Não deveria causar qualquer surpresa que a história da CIA durante a Guerra Fria tenha sido invertida, distorcida, mitificada e mistificada. Pois na história oficial da CIA, aceita até hoje, os crédulos foram transformados em heróis, os falsos desertores em desertores genuínos e os especialistas em assuntos soviéticos aparecem como “paranóicos” enquanto seus oponentes burocráticos são lembrados como salvadores. Esta falsificação da história chegou a ser popularizada em livros, tais como Wilderness of Mirrors, de David C. Martin, Cold Warrior, de Tom Mangold e Molehunt: The Secret Search for Traitors That Shattered the CIA, de David Wise. Até que, finalmente, um dos personagens principais da história da CIA resolvesse escrever um relato em primeira mão demolindo as já populares falsificações de Martin, Mangold e Wise. Esse personagem é o ex-chefe do departamento de contra-inteligência da CIA responsável pelo bloco soviético, Tennent H. Bagley, autor do livro intitulado Spy Wars: Moles, Mysteries and Deadly Games. [Guerra de Espiões: Agentes Infiltrados, Mistérios e Jogos Mortais] [1].
Bagley escreve com elegância e sem rodeios ao descrever o declínio da CIA. Este começou nos anos 60, quando a investigação sobre um desertor da KGB chamado Yuri Nosenko tomou um caminho errado e se embrulhou toda. Para satisfazer burocratas nervosos que queriam encerrar a investigação, pessoal não especializado recebeu a tarefa de ‘reabilitar’ Nosenko (i.e., declará-lo oficialmente um desertor genuíno e confiável) e isto, mesmo depois que ele já tinha desacreditado a si mesmo completamente. Para acreditar na autenticidade de Nosenko, conforme ressalta Bagley, a CIA teria de aceitar a idéia de que a “KGB verdadeiramente operava segundo procedimentos diferentes daqueles descritos por todos os outros desertores” (anteriores e posteriores a Nosenko) e teria que também acreditar “naquilo que Nosenko contou sobre sua vida – ainda que fosse a sua quarta ou quinta versão…”

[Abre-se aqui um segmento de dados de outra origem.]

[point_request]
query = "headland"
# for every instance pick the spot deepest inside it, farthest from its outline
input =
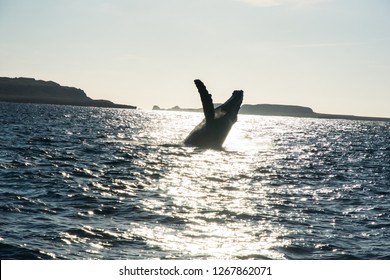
(29, 90)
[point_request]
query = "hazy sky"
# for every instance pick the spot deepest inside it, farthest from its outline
(330, 55)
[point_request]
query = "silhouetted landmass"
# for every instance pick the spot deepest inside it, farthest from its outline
(284, 110)
(29, 90)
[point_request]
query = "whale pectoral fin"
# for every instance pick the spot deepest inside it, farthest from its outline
(207, 101)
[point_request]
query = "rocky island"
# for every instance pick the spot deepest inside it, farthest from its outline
(284, 110)
(29, 90)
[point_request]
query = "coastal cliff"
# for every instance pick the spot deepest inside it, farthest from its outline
(283, 110)
(29, 90)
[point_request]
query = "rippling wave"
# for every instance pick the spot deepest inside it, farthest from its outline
(81, 183)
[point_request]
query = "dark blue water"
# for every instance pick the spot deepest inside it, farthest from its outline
(93, 183)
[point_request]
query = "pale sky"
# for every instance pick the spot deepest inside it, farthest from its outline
(330, 55)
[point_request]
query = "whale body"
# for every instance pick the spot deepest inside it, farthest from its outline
(213, 130)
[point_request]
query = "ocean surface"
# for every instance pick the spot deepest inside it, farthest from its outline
(95, 183)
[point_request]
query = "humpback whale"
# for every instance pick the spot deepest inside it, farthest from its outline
(212, 131)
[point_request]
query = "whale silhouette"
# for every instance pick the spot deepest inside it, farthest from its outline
(212, 131)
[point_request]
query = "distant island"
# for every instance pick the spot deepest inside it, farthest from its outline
(283, 110)
(29, 90)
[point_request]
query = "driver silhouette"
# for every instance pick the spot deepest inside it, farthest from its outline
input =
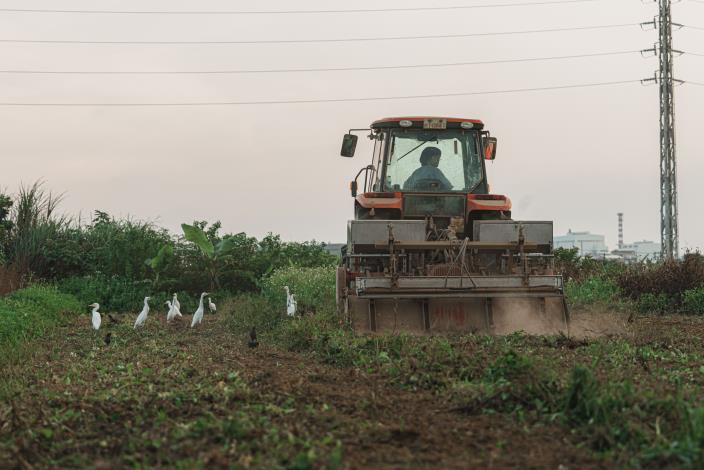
(428, 177)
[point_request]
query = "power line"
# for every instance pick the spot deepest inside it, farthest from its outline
(331, 100)
(312, 41)
(327, 69)
(293, 12)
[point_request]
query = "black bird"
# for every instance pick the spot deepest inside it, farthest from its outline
(253, 343)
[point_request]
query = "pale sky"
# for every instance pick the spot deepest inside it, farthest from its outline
(575, 156)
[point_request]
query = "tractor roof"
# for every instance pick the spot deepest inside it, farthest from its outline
(418, 122)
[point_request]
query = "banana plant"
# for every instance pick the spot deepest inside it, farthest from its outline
(215, 254)
(160, 261)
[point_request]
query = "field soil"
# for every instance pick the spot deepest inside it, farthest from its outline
(172, 396)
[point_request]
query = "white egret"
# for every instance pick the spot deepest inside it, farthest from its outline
(198, 316)
(96, 316)
(143, 315)
(176, 306)
(170, 315)
(290, 302)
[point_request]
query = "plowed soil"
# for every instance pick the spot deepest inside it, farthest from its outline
(169, 396)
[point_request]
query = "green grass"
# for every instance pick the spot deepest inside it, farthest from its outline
(595, 290)
(31, 312)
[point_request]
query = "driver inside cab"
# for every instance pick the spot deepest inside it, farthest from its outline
(428, 177)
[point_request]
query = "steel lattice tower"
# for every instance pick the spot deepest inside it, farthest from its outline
(668, 161)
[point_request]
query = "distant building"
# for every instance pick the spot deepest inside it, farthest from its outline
(588, 244)
(644, 250)
(334, 248)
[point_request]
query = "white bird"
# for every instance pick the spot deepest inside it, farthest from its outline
(198, 316)
(170, 315)
(96, 316)
(143, 315)
(290, 302)
(176, 306)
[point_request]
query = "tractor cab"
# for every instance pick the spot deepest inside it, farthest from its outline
(427, 168)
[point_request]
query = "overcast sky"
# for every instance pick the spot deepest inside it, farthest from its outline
(575, 156)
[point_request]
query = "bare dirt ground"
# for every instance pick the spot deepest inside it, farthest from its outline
(169, 396)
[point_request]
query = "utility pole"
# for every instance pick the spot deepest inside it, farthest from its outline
(669, 228)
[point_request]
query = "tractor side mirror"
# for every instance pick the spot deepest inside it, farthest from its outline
(349, 145)
(490, 148)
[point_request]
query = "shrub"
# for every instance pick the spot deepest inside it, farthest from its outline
(113, 293)
(671, 277)
(578, 268)
(314, 288)
(655, 303)
(592, 290)
(693, 301)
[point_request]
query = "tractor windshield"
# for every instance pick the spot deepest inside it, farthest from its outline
(445, 160)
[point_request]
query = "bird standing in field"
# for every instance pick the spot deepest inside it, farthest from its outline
(198, 316)
(170, 315)
(96, 316)
(253, 343)
(176, 305)
(143, 314)
(291, 303)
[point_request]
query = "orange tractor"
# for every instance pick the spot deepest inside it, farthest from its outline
(431, 250)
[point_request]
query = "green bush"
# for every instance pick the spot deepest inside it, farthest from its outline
(120, 294)
(655, 303)
(592, 290)
(114, 294)
(693, 301)
(30, 312)
(314, 288)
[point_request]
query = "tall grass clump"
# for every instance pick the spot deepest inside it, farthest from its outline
(36, 230)
(30, 312)
(592, 290)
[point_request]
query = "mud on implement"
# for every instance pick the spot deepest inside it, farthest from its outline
(431, 250)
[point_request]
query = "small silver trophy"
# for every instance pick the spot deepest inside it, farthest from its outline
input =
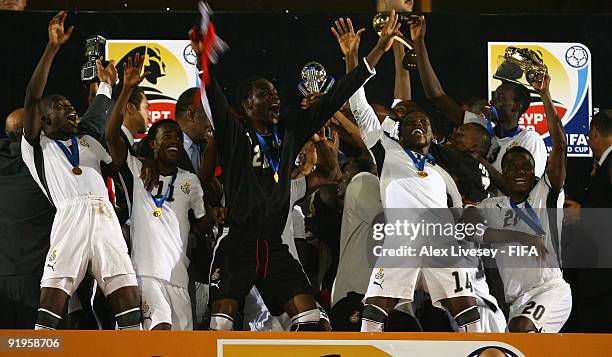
(315, 79)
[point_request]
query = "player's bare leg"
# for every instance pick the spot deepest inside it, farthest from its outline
(464, 311)
(521, 324)
(162, 326)
(53, 306)
(304, 313)
(222, 315)
(376, 312)
(125, 302)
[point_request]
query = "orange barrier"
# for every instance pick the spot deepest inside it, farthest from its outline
(345, 344)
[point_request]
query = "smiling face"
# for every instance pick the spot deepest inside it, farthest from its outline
(519, 171)
(404, 107)
(167, 143)
(59, 118)
(263, 105)
(415, 131)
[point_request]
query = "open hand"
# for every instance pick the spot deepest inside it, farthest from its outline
(57, 35)
(541, 84)
(391, 29)
(417, 29)
(310, 99)
(107, 74)
(346, 36)
(131, 71)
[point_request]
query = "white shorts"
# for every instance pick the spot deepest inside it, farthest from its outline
(86, 236)
(548, 306)
(163, 302)
(492, 318)
(400, 283)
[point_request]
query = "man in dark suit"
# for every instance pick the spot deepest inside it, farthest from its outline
(590, 240)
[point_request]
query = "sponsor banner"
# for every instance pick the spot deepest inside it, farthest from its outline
(373, 348)
(172, 67)
(569, 66)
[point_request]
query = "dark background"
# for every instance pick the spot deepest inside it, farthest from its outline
(277, 45)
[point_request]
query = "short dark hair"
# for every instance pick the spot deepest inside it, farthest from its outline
(516, 150)
(602, 121)
(136, 96)
(185, 100)
(244, 91)
(521, 95)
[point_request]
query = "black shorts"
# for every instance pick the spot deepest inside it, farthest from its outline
(241, 261)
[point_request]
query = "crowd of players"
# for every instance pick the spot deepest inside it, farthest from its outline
(235, 217)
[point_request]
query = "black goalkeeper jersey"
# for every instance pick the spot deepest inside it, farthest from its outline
(257, 204)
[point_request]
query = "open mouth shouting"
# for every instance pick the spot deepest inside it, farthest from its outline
(72, 118)
(274, 110)
(173, 150)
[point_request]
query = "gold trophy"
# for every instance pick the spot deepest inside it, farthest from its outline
(521, 65)
(380, 21)
(314, 79)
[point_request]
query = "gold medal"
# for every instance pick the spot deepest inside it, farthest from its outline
(157, 212)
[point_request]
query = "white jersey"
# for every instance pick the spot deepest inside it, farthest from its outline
(528, 139)
(53, 165)
(361, 205)
(400, 185)
(533, 272)
(159, 244)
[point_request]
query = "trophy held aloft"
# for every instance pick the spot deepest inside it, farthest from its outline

Bagley lamenta que a verdade sobre Nosenko tenha sido enterrada sob “camadas de mentiras repetidas com tanta freqüência que essas acabaram por se transformar em senso comum”. A própria falsidade se tornou um mito, e, tal como uma vez observou o historiador Paul Veyne num ensaio sobre mitologia, “A própria vida cotidiana, longe de estar enraizada na imediação, é a encruzilhada da imaginação. […] Empirismo e experimentação são quantidades insignificantes”. Em organizações vastas e poderosas, onde as complexidades da verdade estão ao desabrigo diante da crueza do poder da burocracia e de suas investidas ameaçadoras, a compreensão ampla se transmuta em falsificação retrospectiva. A existência é então mediada por sucessivos “palácios de sonho” que se fazem, todos, passar por verdades. De acordo com Veyne, “Quando alguém não vê o que não vê, não vê nem sequer que está cego”.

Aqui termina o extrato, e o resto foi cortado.